Kim Jong Un's half-brother apparently assassinated in Malaysian airport

Thomas Maresca
Special for USA TODAY
A Seoul television station reports on Feb. 14, 2017 about the possible assassination of Kim Jong Nam, half-brother of North Korean leader Kim Jong Un.

JAKARTA, Indonesia — The chief of South Korea’s spy agency confirmed on Wednesday that Kim Jong Nam, 46, the half-brother of North Korean leader Kim Jong Un, was murdered in Malaysia on Monday.

National Intelligence Service (NIS) Director Lee Byung Ho confirmed that Kim was killed with poison at Kuala Lumpur International Airport, according to a report from Korea’s Yonhap News Agency. The agency was still uncertain whether a needle or a chemical spray was used.

In a meeting with Korea’s National Assembly, the spy chief also told Korean lawmakers that Pyongyang has been trying to assassinate Kim Jong Nam, who has been under Chinese protection, for the past five years.

Malaysian police official Fadzil Ahmat told Bernama, a Malaysian news site, that Kim Jong Nam was at the airport to catch a flight to Macau, China, when he was attacked.
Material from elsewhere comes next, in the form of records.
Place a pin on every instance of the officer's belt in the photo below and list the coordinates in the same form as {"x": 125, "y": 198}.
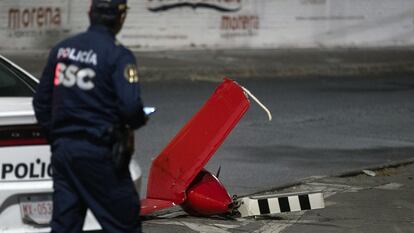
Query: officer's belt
{"x": 85, "y": 136}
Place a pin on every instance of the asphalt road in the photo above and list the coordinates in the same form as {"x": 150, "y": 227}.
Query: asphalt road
{"x": 321, "y": 126}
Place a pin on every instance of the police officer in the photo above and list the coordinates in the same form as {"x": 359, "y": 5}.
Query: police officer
{"x": 89, "y": 86}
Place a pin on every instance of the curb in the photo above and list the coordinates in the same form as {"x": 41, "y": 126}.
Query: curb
{"x": 353, "y": 172}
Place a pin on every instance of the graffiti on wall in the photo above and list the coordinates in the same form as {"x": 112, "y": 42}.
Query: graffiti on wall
{"x": 33, "y": 21}
{"x": 218, "y": 5}
{"x": 239, "y": 25}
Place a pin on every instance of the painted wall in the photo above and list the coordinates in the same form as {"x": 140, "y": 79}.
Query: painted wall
{"x": 175, "y": 24}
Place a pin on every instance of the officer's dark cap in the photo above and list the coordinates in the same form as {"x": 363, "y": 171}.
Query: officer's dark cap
{"x": 109, "y": 7}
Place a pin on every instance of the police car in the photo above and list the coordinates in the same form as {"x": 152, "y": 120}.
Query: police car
{"x": 25, "y": 170}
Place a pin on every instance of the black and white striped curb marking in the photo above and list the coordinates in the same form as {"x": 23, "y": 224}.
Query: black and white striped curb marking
{"x": 264, "y": 205}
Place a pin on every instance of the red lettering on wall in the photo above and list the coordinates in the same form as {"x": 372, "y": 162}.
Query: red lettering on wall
{"x": 38, "y": 18}
{"x": 240, "y": 23}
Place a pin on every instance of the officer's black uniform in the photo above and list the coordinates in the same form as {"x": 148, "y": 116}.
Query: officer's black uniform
{"x": 90, "y": 84}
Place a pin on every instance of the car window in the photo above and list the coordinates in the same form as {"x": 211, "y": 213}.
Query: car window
{"x": 12, "y": 85}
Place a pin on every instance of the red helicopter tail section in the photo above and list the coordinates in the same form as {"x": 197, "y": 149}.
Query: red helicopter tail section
{"x": 184, "y": 157}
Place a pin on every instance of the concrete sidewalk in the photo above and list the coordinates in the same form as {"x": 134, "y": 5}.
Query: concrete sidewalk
{"x": 355, "y": 202}
{"x": 212, "y": 65}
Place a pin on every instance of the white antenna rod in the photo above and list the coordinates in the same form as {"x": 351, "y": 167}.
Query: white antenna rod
{"x": 269, "y": 114}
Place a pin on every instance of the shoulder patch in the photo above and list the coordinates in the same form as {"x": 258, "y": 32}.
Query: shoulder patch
{"x": 131, "y": 73}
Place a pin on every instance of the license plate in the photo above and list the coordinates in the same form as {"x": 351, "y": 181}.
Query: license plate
{"x": 36, "y": 209}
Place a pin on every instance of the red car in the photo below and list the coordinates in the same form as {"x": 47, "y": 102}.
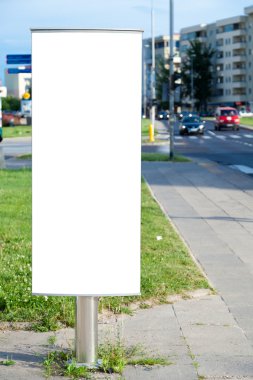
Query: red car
{"x": 226, "y": 117}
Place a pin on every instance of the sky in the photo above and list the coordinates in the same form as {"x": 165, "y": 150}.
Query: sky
{"x": 18, "y": 16}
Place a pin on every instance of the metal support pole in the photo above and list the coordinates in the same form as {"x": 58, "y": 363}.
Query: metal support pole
{"x": 86, "y": 330}
{"x": 192, "y": 95}
{"x": 171, "y": 60}
{"x": 153, "y": 92}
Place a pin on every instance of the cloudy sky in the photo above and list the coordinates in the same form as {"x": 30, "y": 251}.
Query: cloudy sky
{"x": 18, "y": 16}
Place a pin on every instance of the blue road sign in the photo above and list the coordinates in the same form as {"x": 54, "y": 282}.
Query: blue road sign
{"x": 19, "y": 71}
{"x": 18, "y": 59}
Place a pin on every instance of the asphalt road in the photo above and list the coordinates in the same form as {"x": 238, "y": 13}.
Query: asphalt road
{"x": 13, "y": 147}
{"x": 226, "y": 147}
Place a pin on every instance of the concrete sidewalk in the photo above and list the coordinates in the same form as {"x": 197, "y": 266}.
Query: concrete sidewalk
{"x": 206, "y": 336}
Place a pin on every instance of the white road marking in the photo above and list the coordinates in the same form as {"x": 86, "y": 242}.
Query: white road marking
{"x": 234, "y": 136}
{"x": 248, "y": 136}
{"x": 193, "y": 137}
{"x": 242, "y": 168}
{"x": 221, "y": 137}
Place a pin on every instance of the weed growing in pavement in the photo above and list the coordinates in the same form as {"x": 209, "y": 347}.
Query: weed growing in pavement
{"x": 114, "y": 358}
{"x": 51, "y": 340}
{"x": 7, "y": 362}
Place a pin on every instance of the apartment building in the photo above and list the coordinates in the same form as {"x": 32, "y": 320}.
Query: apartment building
{"x": 232, "y": 65}
{"x": 162, "y": 52}
{"x": 18, "y": 84}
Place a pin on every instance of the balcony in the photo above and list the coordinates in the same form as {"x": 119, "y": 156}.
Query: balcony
{"x": 240, "y": 85}
{"x": 240, "y": 91}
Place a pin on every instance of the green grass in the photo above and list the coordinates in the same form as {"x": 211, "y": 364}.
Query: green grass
{"x": 25, "y": 157}
{"x": 114, "y": 357}
{"x": 162, "y": 157}
{"x": 167, "y": 267}
{"x": 247, "y": 121}
{"x": 17, "y": 131}
{"x": 16, "y": 300}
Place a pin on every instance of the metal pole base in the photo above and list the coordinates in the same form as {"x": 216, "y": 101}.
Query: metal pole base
{"x": 86, "y": 330}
"While waiting for the flight, a woman came from behind and covered his face with a cloth laced with a liquid," Fadzil said. "Following this, the man was seen struggling for help and managed to obtain the assistance of (an airport) receptionist as his eyes suffered burns as a result of the liquid. Moments later, he was sent to the Putrajaya Hospital, where he was confirmed dead.”

Kim Jong Nam, who was 46 according to a police report, was the eldest son of North Korean leader Kim Jong Il, and was at one time considered the heir apparent to rule the isolated country, which has been governed by three generations of the Kim family.

In 2001, he was arrested at Tokyo’s Narita Airport after trying to enter Japan on a forged passport from the Dominican Republic. He told police he wanted to visit Tokyo Disneyland.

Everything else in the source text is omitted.